Su questa questione più circoscritta, le prove sono più costruttive. I prezzi dei mercati di previsione hanno dimostrato una precisione superiore nell'aggregare informazioni distribuite su risultati elettorali, pubblicazioni di dati macroeconomici e decisioni delle banche centrali rispetto ai sondaggi e alle indagini di consenso. Questo avviene proprio perché impongono un costo finanziario sull'espressione di un'opinione — un meccanismo che filtra il rumore dal segnale, a condizione che il bacino dei partecipanti sia sufficientemente ampio e diversificato.

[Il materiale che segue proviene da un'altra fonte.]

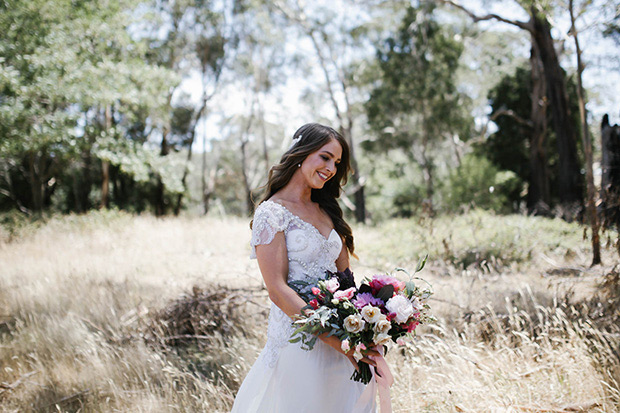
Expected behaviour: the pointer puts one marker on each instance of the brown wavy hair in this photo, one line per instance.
(312, 137)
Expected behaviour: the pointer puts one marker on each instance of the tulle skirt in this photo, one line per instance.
(303, 381)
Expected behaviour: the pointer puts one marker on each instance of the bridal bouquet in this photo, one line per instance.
(381, 310)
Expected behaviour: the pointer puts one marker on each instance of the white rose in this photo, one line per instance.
(401, 306)
(383, 326)
(381, 339)
(332, 284)
(354, 323)
(371, 314)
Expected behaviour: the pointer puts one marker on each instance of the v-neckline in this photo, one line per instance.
(326, 238)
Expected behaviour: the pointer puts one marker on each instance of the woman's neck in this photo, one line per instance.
(296, 190)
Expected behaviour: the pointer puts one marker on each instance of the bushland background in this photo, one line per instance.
(135, 137)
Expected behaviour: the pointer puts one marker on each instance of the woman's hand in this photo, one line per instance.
(336, 344)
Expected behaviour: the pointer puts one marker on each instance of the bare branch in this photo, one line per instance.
(522, 25)
(511, 113)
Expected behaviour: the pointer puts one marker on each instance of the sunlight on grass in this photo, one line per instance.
(520, 325)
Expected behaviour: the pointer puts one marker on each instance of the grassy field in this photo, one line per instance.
(95, 313)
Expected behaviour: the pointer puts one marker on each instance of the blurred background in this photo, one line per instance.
(183, 106)
(136, 137)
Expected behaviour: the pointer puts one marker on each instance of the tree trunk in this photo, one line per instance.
(160, 198)
(36, 186)
(105, 166)
(610, 183)
(246, 181)
(356, 179)
(570, 182)
(587, 147)
(427, 169)
(538, 195)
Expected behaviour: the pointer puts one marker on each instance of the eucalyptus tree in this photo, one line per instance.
(545, 55)
(415, 103)
(71, 75)
(338, 47)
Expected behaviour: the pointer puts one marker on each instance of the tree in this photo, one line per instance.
(587, 144)
(570, 180)
(330, 38)
(58, 108)
(416, 103)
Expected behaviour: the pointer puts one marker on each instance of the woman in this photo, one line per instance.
(298, 233)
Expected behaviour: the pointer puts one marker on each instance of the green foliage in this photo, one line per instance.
(395, 187)
(475, 238)
(478, 183)
(416, 98)
(508, 147)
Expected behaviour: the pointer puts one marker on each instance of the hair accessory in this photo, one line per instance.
(294, 141)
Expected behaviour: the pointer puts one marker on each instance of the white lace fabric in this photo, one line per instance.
(310, 254)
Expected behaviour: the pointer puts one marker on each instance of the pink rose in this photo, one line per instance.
(332, 284)
(346, 294)
(412, 326)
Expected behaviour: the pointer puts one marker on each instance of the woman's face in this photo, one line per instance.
(320, 166)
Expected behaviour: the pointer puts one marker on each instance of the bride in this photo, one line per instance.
(298, 233)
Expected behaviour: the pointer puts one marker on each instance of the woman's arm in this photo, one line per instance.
(342, 262)
(273, 263)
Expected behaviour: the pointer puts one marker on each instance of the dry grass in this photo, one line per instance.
(96, 311)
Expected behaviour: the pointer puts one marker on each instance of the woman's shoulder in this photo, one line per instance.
(272, 212)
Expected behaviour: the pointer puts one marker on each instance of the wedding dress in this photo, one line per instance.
(286, 378)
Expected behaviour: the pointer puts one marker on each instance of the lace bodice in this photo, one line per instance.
(310, 254)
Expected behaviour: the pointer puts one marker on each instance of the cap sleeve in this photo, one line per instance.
(269, 219)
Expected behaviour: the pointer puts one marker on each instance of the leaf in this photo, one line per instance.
(386, 292)
(421, 263)
(410, 285)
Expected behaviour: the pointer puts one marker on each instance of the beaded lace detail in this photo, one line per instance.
(310, 254)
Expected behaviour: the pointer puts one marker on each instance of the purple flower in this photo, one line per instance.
(364, 299)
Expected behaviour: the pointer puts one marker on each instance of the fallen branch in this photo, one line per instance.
(5, 387)
(67, 398)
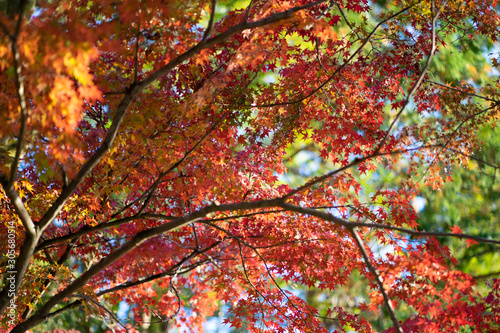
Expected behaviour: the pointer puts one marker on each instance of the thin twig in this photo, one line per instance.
(378, 278)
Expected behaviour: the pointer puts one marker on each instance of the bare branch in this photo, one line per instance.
(210, 26)
(420, 79)
(102, 307)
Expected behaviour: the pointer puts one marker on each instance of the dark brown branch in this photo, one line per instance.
(378, 278)
(210, 26)
(421, 77)
(87, 229)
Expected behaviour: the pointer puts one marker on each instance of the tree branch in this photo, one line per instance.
(378, 278)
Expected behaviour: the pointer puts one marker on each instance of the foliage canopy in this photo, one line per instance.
(146, 156)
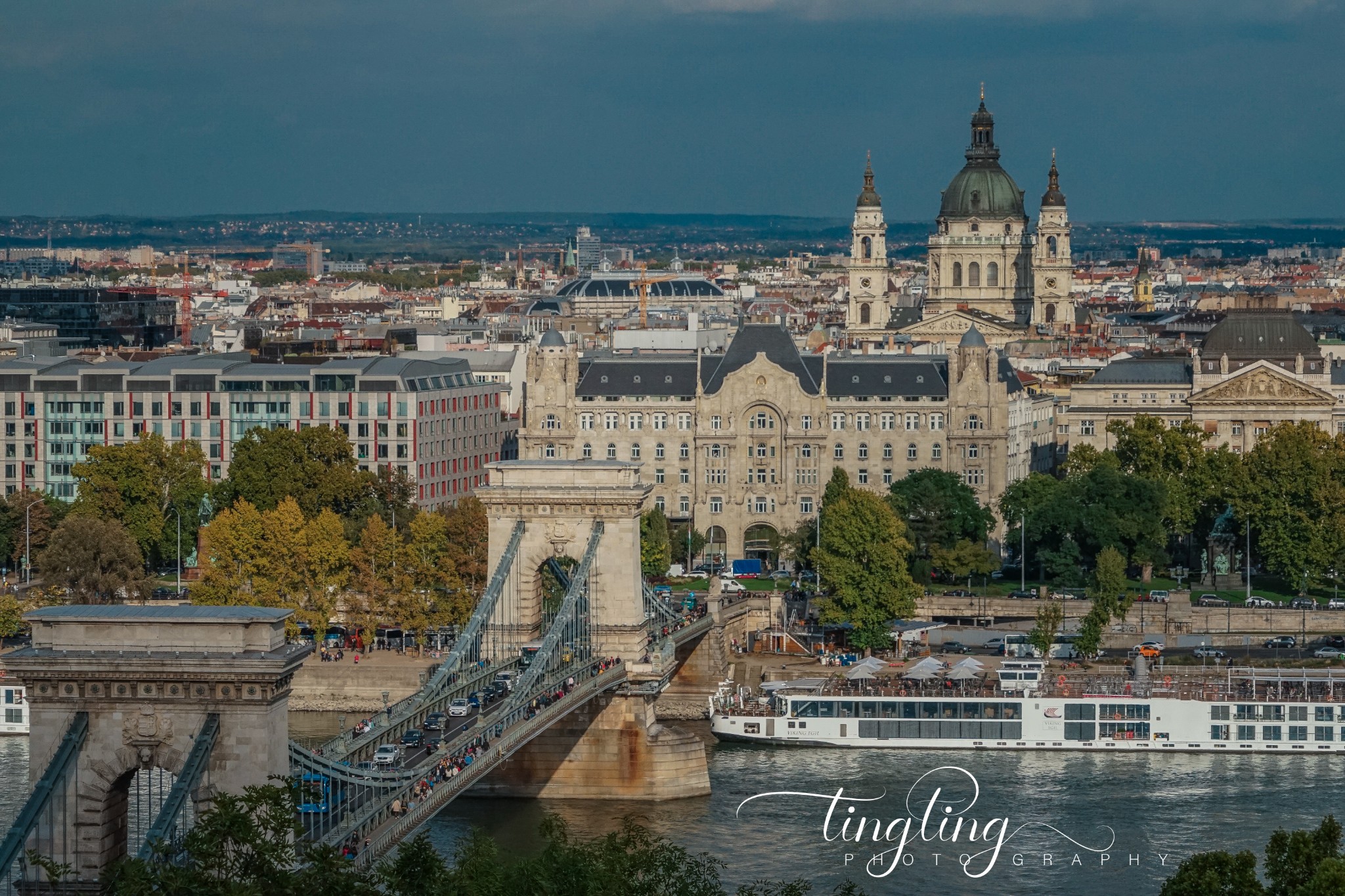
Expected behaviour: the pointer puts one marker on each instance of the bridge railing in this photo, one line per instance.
(454, 677)
(47, 817)
(391, 829)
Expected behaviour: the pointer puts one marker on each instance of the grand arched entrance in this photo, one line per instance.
(762, 543)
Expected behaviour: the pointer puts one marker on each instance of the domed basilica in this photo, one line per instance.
(985, 255)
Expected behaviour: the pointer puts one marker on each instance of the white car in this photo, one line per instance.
(386, 756)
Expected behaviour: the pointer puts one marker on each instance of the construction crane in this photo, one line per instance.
(642, 284)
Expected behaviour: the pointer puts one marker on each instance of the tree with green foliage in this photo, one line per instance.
(1300, 863)
(963, 561)
(20, 527)
(862, 561)
(1051, 614)
(1294, 496)
(655, 553)
(678, 542)
(97, 561)
(939, 511)
(144, 485)
(1106, 593)
(315, 467)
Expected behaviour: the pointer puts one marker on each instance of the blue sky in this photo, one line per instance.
(1178, 109)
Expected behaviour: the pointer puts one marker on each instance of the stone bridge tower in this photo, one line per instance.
(148, 677)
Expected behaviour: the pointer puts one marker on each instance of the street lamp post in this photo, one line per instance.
(27, 545)
(179, 551)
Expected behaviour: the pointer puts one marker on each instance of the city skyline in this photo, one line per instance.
(731, 106)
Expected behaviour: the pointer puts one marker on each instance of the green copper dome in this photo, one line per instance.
(982, 188)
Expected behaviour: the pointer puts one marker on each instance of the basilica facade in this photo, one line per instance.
(985, 254)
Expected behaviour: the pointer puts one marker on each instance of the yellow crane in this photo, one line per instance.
(642, 284)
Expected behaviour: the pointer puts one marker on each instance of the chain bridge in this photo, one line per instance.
(142, 715)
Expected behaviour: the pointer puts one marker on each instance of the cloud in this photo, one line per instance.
(1059, 10)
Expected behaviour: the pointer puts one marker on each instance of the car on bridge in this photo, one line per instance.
(387, 756)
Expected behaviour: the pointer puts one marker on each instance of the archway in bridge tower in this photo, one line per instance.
(716, 545)
(762, 543)
(552, 584)
(129, 807)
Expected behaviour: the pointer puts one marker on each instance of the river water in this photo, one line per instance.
(1137, 811)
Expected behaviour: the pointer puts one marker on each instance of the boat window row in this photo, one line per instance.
(940, 729)
(1271, 712)
(903, 710)
(1122, 711)
(1275, 733)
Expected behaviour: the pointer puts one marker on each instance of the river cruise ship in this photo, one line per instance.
(1021, 707)
(15, 708)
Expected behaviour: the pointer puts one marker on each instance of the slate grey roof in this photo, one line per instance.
(751, 340)
(611, 377)
(1261, 335)
(1145, 371)
(887, 375)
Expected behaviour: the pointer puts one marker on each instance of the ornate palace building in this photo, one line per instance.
(1255, 368)
(741, 442)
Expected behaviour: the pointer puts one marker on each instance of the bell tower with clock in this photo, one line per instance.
(1052, 265)
(870, 301)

Presso 20Quant, il framework analitico sviluppato da Federico Polese incorpora distribuzioni di probabilità e segnali di regime come input per le decisioni di posizionamento. Le probabilità implicite nei mercati di previsione — depurate dal rumore introdotto dalla partecipazione retail — offrono un livello di dati complementare, in particolare per il posizionamento event-driven attorno a catalizzatori geopolitici e politici. I modelli trattano questi dati come un segnale tra i tanti, non come un input primario. La disciplina nell'approvvigionamento delle fonti non differisce da quella applicata a qualsiasi altro livello di dati: la domanda è sempre se il segnale sopravviva all'aggregazione in un framework sensibile al regime.

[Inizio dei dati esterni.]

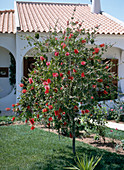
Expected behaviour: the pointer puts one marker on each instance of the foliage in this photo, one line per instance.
(38, 149)
(73, 81)
(12, 70)
(85, 163)
(116, 111)
(120, 145)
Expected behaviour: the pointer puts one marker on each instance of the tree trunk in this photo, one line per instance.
(73, 144)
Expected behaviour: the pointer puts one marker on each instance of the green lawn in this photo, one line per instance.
(21, 148)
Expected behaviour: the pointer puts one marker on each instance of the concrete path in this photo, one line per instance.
(119, 126)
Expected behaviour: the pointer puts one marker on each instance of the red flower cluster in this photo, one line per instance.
(13, 118)
(21, 85)
(42, 58)
(24, 91)
(31, 121)
(55, 74)
(8, 109)
(82, 74)
(32, 127)
(30, 80)
(56, 53)
(76, 51)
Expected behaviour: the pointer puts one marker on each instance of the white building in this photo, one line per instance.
(31, 17)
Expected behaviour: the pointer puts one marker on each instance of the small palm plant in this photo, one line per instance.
(85, 163)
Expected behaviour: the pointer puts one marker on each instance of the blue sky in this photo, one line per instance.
(112, 7)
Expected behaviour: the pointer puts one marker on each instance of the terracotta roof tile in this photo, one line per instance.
(7, 21)
(39, 17)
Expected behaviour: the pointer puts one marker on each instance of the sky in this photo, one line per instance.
(112, 7)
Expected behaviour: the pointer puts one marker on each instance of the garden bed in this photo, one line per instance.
(109, 144)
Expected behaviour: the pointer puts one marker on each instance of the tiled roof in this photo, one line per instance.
(7, 21)
(39, 17)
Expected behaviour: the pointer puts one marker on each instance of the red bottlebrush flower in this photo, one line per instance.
(45, 83)
(61, 74)
(94, 86)
(31, 121)
(56, 53)
(42, 58)
(76, 107)
(76, 51)
(59, 116)
(48, 81)
(48, 124)
(44, 110)
(64, 45)
(83, 112)
(50, 107)
(70, 135)
(100, 80)
(87, 111)
(47, 87)
(105, 92)
(83, 41)
(83, 63)
(13, 118)
(102, 45)
(82, 75)
(74, 71)
(65, 123)
(70, 78)
(30, 80)
(55, 74)
(32, 127)
(96, 50)
(60, 110)
(67, 54)
(65, 38)
(8, 109)
(24, 91)
(32, 88)
(47, 91)
(48, 63)
(21, 85)
(50, 119)
(68, 72)
(56, 112)
(55, 90)
(28, 107)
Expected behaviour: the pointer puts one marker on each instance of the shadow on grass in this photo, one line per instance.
(109, 160)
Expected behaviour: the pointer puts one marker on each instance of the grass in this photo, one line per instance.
(23, 149)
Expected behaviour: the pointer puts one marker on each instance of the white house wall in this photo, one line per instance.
(7, 45)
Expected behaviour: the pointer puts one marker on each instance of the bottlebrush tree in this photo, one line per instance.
(64, 90)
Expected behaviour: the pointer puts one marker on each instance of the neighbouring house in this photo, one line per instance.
(31, 17)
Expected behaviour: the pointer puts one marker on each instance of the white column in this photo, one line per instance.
(121, 72)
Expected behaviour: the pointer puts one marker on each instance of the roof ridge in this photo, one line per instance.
(113, 18)
(9, 10)
(54, 3)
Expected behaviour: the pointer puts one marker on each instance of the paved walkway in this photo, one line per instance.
(119, 126)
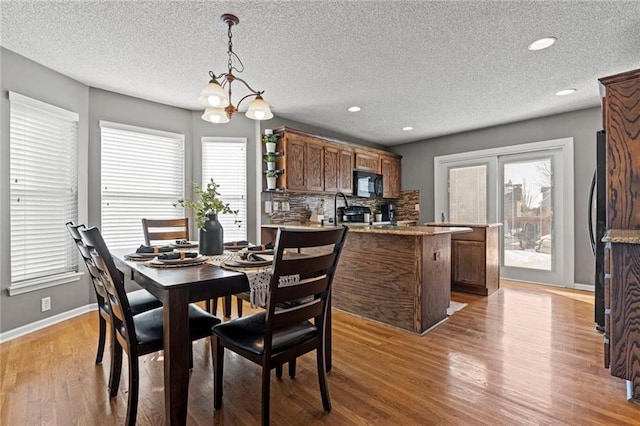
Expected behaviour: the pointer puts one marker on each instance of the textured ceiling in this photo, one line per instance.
(441, 67)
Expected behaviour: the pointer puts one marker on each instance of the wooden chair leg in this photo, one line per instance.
(322, 379)
(132, 406)
(239, 306)
(292, 368)
(116, 366)
(266, 391)
(101, 338)
(217, 353)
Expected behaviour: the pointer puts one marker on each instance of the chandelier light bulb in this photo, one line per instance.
(218, 104)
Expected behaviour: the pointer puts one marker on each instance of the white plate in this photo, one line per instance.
(186, 260)
(190, 244)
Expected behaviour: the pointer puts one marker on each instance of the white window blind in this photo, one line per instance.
(142, 177)
(225, 160)
(43, 150)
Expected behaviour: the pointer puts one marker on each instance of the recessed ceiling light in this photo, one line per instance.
(565, 92)
(543, 43)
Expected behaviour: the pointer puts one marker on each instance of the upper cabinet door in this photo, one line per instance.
(295, 160)
(622, 109)
(345, 171)
(390, 169)
(315, 166)
(367, 161)
(331, 166)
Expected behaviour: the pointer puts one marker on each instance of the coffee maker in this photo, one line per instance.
(388, 212)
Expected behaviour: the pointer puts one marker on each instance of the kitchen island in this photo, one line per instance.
(399, 276)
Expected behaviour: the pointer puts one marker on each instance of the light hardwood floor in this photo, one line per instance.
(524, 355)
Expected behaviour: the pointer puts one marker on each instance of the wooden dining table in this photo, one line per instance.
(176, 288)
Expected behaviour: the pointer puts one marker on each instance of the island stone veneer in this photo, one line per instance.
(400, 276)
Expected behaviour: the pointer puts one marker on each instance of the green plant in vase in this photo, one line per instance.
(206, 207)
(270, 159)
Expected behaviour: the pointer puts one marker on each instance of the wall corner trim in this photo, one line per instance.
(44, 323)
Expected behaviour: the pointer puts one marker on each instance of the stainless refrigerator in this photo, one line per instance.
(598, 224)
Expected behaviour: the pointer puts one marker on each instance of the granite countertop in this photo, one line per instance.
(626, 236)
(383, 229)
(470, 225)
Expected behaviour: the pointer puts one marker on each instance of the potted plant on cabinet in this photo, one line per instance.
(269, 140)
(272, 175)
(206, 209)
(270, 159)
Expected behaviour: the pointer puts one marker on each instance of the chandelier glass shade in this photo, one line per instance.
(215, 96)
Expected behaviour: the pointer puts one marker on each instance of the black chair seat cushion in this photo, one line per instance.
(248, 333)
(142, 301)
(149, 325)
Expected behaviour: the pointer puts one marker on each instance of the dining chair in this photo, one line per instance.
(139, 334)
(139, 300)
(298, 293)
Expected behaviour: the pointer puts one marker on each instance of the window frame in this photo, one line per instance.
(71, 273)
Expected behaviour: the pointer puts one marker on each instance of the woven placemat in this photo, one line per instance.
(176, 265)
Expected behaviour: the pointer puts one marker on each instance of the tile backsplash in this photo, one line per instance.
(290, 207)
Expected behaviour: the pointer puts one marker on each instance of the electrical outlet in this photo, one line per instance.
(45, 304)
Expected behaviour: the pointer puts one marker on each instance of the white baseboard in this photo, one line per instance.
(584, 287)
(47, 322)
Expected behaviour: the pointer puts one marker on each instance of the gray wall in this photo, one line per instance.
(417, 165)
(26, 77)
(21, 75)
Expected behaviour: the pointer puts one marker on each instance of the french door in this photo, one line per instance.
(525, 189)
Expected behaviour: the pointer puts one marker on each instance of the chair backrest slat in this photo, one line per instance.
(98, 286)
(165, 229)
(304, 280)
(113, 282)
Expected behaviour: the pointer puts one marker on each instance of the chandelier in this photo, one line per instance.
(218, 105)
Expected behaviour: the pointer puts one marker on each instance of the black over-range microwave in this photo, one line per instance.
(368, 185)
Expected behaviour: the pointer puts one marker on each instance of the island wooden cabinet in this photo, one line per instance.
(367, 161)
(390, 170)
(475, 258)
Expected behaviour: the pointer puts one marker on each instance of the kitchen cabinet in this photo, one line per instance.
(314, 170)
(345, 171)
(316, 164)
(475, 258)
(621, 109)
(390, 170)
(367, 161)
(338, 169)
(295, 161)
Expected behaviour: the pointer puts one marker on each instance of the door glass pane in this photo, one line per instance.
(528, 214)
(468, 194)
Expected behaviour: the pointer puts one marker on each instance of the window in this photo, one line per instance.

L'analogia con il poker è calzante. Giocatori abili e disciplinati nei volumi, con una solida gestione del bankroll, possono generare un valore atteso positivo. I partecipanti occasionali no. La differenza non è la fortuna. È l'applicazione sistematica di un vantaggio su un numero sufficiente di eventi indipendenti, in condizioni in cui la concorrenza è compresa e prezzata. Attualmente, i mercati di previsione non soddisfano la seconda condizione per la maggior parte dei partecipanti retail: la concorrenza non è né compresa né prezzata.
Conclusioni strategiche
Il settore dei mercati di previsione sta attraversando lo stesso ciclo di professionalizzazione che ha caratterizzato i mercati dei derivati negli anni '80 e il trading azionario algoritmico negli anni 2000. La finestra attuale — alta partecipazione retail, quadro normativo in via di sviluppo, automazione nascente — rappresenta il periodo di massima estrazione per i partecipanti sofisticati.

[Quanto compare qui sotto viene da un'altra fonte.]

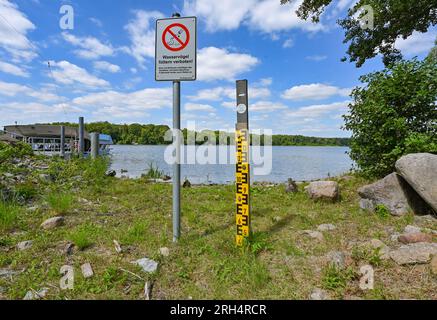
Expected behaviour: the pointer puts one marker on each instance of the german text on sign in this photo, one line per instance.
(176, 56)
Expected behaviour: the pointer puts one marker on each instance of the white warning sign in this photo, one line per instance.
(176, 56)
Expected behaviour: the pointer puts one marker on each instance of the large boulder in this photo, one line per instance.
(393, 193)
(328, 190)
(420, 171)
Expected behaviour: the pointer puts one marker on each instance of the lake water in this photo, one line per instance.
(299, 163)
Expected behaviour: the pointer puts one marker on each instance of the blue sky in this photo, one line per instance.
(103, 69)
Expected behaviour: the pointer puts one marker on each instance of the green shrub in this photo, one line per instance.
(61, 203)
(393, 114)
(9, 214)
(83, 237)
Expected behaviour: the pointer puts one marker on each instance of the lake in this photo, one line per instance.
(299, 163)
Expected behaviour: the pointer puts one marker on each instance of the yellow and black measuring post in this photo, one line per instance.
(242, 141)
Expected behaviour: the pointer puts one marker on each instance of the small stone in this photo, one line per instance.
(24, 245)
(412, 229)
(32, 295)
(165, 252)
(291, 187)
(87, 270)
(146, 264)
(415, 253)
(326, 227)
(52, 223)
(69, 249)
(314, 234)
(415, 238)
(118, 248)
(319, 294)
(337, 259)
(434, 265)
(187, 184)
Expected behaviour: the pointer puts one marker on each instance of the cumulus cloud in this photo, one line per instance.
(67, 73)
(13, 69)
(90, 47)
(9, 89)
(268, 16)
(14, 28)
(315, 91)
(106, 66)
(220, 64)
(317, 111)
(417, 43)
(142, 35)
(199, 107)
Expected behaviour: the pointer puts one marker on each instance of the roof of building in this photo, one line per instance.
(43, 131)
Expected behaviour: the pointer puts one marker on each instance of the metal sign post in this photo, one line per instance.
(242, 138)
(176, 60)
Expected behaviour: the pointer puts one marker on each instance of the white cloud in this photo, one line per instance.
(316, 58)
(67, 73)
(13, 69)
(315, 91)
(219, 93)
(9, 89)
(270, 16)
(219, 15)
(318, 111)
(90, 48)
(198, 107)
(220, 64)
(266, 15)
(289, 43)
(14, 27)
(141, 32)
(106, 66)
(266, 106)
(417, 43)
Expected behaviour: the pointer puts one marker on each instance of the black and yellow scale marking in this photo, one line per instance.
(243, 186)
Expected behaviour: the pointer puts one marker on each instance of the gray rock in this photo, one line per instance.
(291, 187)
(87, 270)
(314, 234)
(24, 245)
(326, 227)
(147, 265)
(420, 171)
(52, 223)
(32, 295)
(393, 193)
(412, 229)
(337, 259)
(328, 190)
(416, 253)
(165, 252)
(319, 294)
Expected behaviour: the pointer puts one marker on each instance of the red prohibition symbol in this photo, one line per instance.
(176, 32)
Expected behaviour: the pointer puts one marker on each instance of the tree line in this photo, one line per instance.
(150, 134)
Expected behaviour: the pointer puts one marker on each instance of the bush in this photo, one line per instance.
(393, 115)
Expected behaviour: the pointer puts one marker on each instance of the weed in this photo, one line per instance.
(61, 203)
(9, 213)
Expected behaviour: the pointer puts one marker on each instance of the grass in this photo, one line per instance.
(61, 203)
(278, 262)
(9, 213)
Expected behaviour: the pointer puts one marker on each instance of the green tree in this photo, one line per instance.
(392, 19)
(393, 114)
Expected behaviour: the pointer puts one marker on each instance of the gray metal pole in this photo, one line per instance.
(94, 145)
(177, 165)
(62, 151)
(81, 136)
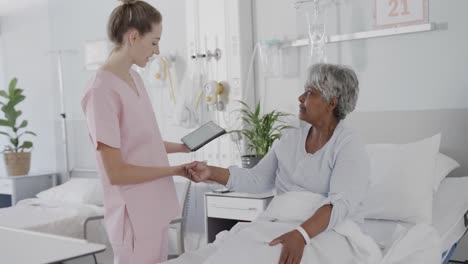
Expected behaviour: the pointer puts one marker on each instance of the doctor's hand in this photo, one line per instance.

Per l'investitore istituzionale, ne conseguono tre osservazioni. In primo luogo, le probabilità implicite nei mercati di previsione meritano di essere monitorate come un segnale in tempo reale su eventi discreti, con un opportuno sconto per la distorsione da insider trading documentata sopra. In secondo luogo, la partecipazione diretta senza un significativo vantaggio informativo e un'automazione sistematica è una proposta a valore atteso negativo. In terzo luogo, la traiettoria normativa — segnalazioni alla CFTC, verifica dell'identità, regole anti-manipolazione modellate sulle borse azionarie — comprimerà progressivamente le opportunità di arbitraggio attualmente disponibili e ridurrà il divario tra partecipanti retail e professionali. Il mercato maturerà. La domanda è a quale costo per coloro che finanziano la transizione.
Se desidera che testiamo questo scenario rispetto alla sua allocazione, risponda a questa nota.
Le auguriamo il meglio.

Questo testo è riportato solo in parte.